Putin in Asia guardando all’Occidente come nemico. E subito l’attacco. L’alta richiesta di energia nel mondo, e le conseguenze di un tetto europeo al prezzo del gas russo: «Non venderemo loro più nulla: gas, petrolio, carbone e gasolio. Non sono nella posizione di poter dettar legge». Il capo del Cremlino ha poi reso noto l’accordo tra Russia e Cina per regolamentare il crescente interscambio economico nelle rispettive valute (rubli e yuan) senza più ricorrere alle “monete compromesse” occidentali (euro e dollari).
La Russia non subisce più l’iniziativa euroatlantica di disaccoppiamento delle sfere di influenza (Occidente e Russkij mir) sul Vecchio Continente, ma ne diventa parte attiva, traduce politicamente Mirco Mussetti su Limes. Il come lo viviamo tutti noi già sulle bollette e siamo solo all’assaggio. «Minacciando di sospendere le forniture energetiche e promuovendo una sostenuta de-dollarizzazione, Mosca comunica al mondo che il «rapporto privilegiato con l’Europa è concluso».
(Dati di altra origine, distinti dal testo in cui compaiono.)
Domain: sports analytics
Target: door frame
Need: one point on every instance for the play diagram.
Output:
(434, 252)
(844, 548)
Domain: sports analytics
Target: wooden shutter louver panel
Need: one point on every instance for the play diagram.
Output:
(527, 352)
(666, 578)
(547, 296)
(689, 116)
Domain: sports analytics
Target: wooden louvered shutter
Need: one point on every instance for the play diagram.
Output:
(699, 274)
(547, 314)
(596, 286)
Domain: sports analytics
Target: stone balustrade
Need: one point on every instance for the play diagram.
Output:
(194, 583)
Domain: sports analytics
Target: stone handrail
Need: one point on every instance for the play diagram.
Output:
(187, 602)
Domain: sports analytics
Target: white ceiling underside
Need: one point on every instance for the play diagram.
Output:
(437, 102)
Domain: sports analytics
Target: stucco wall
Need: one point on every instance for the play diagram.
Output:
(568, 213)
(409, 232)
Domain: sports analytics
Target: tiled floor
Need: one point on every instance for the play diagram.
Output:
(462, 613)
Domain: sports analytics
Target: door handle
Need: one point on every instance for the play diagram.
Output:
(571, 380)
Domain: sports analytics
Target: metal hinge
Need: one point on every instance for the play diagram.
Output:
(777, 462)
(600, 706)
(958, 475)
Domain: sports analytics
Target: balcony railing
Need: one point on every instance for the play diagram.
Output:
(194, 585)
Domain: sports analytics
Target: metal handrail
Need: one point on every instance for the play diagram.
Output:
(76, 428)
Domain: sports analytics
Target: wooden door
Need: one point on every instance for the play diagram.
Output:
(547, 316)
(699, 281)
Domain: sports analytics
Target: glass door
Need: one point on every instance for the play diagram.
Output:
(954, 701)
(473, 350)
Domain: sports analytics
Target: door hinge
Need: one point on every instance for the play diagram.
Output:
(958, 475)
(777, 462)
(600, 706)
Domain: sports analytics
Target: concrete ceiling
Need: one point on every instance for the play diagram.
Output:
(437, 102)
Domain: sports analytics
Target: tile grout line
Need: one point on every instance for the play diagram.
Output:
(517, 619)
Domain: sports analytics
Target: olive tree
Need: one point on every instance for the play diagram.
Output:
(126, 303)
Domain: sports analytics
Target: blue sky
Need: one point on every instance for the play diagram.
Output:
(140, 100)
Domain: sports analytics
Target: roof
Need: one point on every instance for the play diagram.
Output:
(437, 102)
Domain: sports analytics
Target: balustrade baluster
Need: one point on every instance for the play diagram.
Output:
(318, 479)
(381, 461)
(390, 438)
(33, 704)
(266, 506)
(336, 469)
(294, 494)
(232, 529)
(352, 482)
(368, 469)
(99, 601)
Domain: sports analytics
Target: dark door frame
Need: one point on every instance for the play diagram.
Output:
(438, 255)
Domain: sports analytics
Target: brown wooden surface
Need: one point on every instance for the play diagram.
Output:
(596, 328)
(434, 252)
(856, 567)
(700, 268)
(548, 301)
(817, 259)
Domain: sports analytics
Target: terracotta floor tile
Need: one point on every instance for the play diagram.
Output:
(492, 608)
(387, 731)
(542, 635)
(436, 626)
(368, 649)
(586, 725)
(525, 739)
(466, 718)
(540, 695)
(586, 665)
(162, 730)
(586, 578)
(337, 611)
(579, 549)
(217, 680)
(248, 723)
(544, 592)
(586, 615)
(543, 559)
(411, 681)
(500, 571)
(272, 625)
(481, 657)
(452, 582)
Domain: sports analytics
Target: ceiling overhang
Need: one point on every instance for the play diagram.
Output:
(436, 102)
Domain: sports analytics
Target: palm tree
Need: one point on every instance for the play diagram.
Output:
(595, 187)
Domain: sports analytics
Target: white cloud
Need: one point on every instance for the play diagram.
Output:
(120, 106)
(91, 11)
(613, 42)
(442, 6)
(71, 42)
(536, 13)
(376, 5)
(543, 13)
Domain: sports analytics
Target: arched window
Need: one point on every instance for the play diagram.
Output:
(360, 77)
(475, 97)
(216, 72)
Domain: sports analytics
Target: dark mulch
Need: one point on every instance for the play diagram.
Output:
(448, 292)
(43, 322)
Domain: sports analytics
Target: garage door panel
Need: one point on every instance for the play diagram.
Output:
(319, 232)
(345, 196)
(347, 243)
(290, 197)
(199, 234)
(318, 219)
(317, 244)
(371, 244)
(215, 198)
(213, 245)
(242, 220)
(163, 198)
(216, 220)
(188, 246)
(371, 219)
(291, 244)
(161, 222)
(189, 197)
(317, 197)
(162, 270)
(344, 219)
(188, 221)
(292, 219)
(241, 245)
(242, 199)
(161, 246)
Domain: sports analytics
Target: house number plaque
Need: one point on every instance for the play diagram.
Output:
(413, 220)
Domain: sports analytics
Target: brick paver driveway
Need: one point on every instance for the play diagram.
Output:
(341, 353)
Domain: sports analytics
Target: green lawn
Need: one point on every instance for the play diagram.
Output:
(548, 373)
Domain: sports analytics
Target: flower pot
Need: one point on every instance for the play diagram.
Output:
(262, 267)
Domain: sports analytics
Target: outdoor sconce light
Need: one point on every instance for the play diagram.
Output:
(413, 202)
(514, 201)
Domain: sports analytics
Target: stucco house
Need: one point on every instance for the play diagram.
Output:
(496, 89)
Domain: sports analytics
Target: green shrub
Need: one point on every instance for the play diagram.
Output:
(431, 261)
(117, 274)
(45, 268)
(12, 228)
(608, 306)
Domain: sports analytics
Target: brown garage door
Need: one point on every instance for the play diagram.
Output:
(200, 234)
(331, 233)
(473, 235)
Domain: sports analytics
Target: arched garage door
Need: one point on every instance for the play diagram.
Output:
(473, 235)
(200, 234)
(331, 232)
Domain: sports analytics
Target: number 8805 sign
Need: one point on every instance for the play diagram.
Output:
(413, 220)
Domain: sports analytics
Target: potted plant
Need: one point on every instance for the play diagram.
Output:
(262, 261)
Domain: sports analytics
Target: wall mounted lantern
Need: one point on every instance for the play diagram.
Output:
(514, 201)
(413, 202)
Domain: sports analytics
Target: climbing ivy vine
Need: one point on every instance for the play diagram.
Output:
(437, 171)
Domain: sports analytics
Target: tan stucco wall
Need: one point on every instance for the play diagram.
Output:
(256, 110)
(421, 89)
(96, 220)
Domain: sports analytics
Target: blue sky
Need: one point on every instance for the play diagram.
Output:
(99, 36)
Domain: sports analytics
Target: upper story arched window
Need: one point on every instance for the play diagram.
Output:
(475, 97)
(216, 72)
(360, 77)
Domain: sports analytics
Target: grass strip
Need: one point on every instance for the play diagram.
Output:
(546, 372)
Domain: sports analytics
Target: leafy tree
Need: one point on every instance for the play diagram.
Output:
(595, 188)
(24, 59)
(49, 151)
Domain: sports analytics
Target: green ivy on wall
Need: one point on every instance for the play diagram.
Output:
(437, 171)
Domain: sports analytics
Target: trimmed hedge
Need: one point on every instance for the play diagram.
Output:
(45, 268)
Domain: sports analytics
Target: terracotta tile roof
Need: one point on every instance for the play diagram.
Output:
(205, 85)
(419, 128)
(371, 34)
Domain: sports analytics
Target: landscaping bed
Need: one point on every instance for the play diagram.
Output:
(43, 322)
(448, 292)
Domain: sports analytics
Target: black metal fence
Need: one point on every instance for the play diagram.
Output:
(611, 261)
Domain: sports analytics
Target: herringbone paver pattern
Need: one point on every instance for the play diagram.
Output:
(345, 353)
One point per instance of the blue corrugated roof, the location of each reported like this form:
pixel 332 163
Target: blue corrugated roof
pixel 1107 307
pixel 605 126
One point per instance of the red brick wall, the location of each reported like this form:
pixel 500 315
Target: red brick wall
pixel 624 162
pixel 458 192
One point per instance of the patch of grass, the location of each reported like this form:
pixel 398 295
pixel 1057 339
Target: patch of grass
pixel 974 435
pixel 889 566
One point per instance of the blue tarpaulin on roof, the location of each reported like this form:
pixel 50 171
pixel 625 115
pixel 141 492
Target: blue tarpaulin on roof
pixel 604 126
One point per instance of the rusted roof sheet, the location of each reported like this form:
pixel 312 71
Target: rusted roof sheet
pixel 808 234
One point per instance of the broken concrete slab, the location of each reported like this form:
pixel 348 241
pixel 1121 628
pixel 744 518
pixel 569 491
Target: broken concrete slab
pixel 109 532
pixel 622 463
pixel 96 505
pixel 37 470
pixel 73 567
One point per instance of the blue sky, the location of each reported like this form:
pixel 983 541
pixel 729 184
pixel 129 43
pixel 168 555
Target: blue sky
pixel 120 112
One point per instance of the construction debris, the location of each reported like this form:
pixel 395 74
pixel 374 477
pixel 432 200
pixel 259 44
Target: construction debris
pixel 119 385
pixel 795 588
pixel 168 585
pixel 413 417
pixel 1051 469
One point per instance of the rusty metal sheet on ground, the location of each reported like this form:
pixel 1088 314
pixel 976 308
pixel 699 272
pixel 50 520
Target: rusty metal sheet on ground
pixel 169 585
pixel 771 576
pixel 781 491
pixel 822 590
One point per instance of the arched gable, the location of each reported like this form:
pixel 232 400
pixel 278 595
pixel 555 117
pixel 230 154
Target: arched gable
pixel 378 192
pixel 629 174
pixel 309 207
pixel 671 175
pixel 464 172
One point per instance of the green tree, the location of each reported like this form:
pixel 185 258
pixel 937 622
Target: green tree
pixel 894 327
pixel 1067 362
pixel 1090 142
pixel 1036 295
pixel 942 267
Nuove opportunità per quelle nazioni in via di sviluppo che vogliano bussare alla porta del Cremlino, fa intendere Putin che così legge il mondo in carca di nuovi alleati. L’inevitabile deindustrializzazione dei paesi manifatturieri occidentali può giocare a favore delle potenze emergenti anche nella realizzazione di prodotti tecnologici di qualità. L’accesso alle preziose materie prime russe – non solo energetiche – sarà dettato da condizioni politiche più che da regole di mercato.
Se nei primi sei mesi di guerra in Ucraina la Russia ha moltiplicato le vendite di risorse minerarie come alluminio e nickel verso Stati Uniti e Unione Europea (+70%), finanziando di fatto la campagna bellica occidentale, ammette Putin. Il rovescio di ciò che accade col gas russo per noi europei che finanziamo l’altra parte in guerra. Ma Putin asiatico, tra proposta e minaccia, dice che le materie più ambite potrebbero ora essere dirottate su altri mercati mondiali. Di cosa stiamo parlando?
Il neon, gas nobile essenziale per la produzione di microchip: con la cessazione della sua lavorazione nelle città portuali ucraine di Odessa e Mariupol’, la Russia consolida il proprio ruolo di leader mondiale del gas raro. Aggravando dunque la crisi dei microchip che colpisce anche l’Occidente a vantaggio dell’«amica senza limiti» – la Cina – che potrà continuare ad approvvigionarsi dalla Federazione Russa senza alcuna restrizione.
Le aziende manifatturiere occidentali potranno (forse) triangolare attraverso Pechino ricorrendo alla moneta del nemico attuale (rublo russo) e del rivale futuro (yuan cinese). A dimostrazione che la globalizzazione è già finita, sostiene Putin a Vladivostok: «il ‘libero mercato’ plasmato a immagine e somiglianza della superpotenza americana cede rapidamente il passo al mercantilismo, la normalità geo economica dei sistemi multipolari». Ma non tutti la pensano così.
Il leader del Cremlino ammette che in alcuni settori economici e in determinate parti del Paese ci possono essere difficoltà, scrive l’agenzia economica Usa Bloomberg, che sostiene di aver letto un documento segreto del governo russo secondo il quale la decrescita del prodotto lordo russo è assai più grave di quella indicata dai dati pubblici. E che la Russia –sanzioni permanendo-, potrebbe addirittura non ricominciare a veder crescere la sua economia prima del 2030.
Il leader cinese Xi Jinping incontrerà Vladimir Putin in Uzbekistan la prossima settimana. Sarà il primo viaggio all’estero dal gennaio 2020 per il presidente della Repubblica Popolare Cinese. L’interlocutore e il luogo dell’incontro rappresentano un riconoscimento simbolico del legame con la Russia – e degli interessi cinesi in Asia Centrale. E accade alla vigilia del decisivo congresso del partito comunista cinese per il terzo mandato di Xi al comando.